Earlier this month, the Turkish government used state of emergency powers to remove elected officials and appoint administrators to 28 local councils. It did so over what it said was the councils’ links to groups Turkey considers to be terrorist organisations.
The interactive map below details the most recent local election results in 26 of them. Two hyperlocal village councils – in İkiköprü, Batman and Hoşhaber, Iğdır – are not shown on this map. Both were overwhelmingly won in 2014 by the pro-Kurdish BDP, which has since reformed into the regional DBP group.

There have been howls of outrage for two reasons.

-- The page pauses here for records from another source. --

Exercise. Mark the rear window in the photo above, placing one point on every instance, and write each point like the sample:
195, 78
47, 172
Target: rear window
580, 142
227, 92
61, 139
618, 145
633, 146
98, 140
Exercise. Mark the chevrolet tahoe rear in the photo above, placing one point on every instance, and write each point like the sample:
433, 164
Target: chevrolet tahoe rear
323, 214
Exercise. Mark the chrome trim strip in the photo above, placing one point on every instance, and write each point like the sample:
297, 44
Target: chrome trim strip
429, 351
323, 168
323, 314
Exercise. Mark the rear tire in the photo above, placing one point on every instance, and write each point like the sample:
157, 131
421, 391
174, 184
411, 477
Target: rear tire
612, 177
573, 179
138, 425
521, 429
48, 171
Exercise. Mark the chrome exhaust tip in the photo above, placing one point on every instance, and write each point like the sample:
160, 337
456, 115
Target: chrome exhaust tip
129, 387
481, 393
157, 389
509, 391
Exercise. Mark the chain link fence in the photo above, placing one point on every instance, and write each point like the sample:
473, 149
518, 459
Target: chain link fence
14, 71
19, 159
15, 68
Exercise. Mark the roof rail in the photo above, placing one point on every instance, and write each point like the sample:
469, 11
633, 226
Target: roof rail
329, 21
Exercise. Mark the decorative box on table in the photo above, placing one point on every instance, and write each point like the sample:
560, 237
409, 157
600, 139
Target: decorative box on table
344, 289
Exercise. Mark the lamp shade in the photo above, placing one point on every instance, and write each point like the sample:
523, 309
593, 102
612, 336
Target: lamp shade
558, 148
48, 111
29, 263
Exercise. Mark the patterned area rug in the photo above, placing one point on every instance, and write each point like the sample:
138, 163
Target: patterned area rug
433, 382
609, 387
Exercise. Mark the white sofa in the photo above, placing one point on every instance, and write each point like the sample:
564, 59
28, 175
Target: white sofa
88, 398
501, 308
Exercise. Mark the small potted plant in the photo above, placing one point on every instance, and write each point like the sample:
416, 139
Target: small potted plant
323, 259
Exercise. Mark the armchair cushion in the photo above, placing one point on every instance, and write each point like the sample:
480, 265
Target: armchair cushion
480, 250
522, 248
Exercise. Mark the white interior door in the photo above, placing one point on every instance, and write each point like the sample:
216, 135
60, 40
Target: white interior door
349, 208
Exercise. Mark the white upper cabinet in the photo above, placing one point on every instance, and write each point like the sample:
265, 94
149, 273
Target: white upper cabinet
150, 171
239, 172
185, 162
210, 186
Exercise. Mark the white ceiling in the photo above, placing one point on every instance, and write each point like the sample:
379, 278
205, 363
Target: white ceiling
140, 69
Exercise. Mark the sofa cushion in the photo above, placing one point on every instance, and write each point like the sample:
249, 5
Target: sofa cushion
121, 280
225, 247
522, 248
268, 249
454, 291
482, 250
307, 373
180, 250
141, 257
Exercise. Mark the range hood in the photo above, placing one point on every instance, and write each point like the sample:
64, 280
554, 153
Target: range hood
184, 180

First, the decision involves unseating democratically-elected councils, the vast majority of them Kurdish, and replacing them with bureaucrats from central government.
Second, it is a sudden volte face on what everyone assumed was government policy. In August the AK Party leadership had been planning a law that would allow it to seize control of errant councils, but dropped them in a much-trumpeted deal with opposition parties. The government has now used state of emergency powers to do precisely the same thing.
The main opposition CHP says the decree law mechanism (known by its Turkish initials KHK, or Kanun Hükmünde Kararname) used by the government is unconstitutional and has promised to challenge it in the constitutional court.
For the AK Party and President Recep Tayyip Erdoğan these are counter-terrorism measures that are well overdue. All these councils supported terrorism, they say: 24 had links to the Kurdish militants of the PKK and four to the coup-plotting Fethullah Gülen network.
It is another clear sign that Turkey’s government does not distinguish between the two.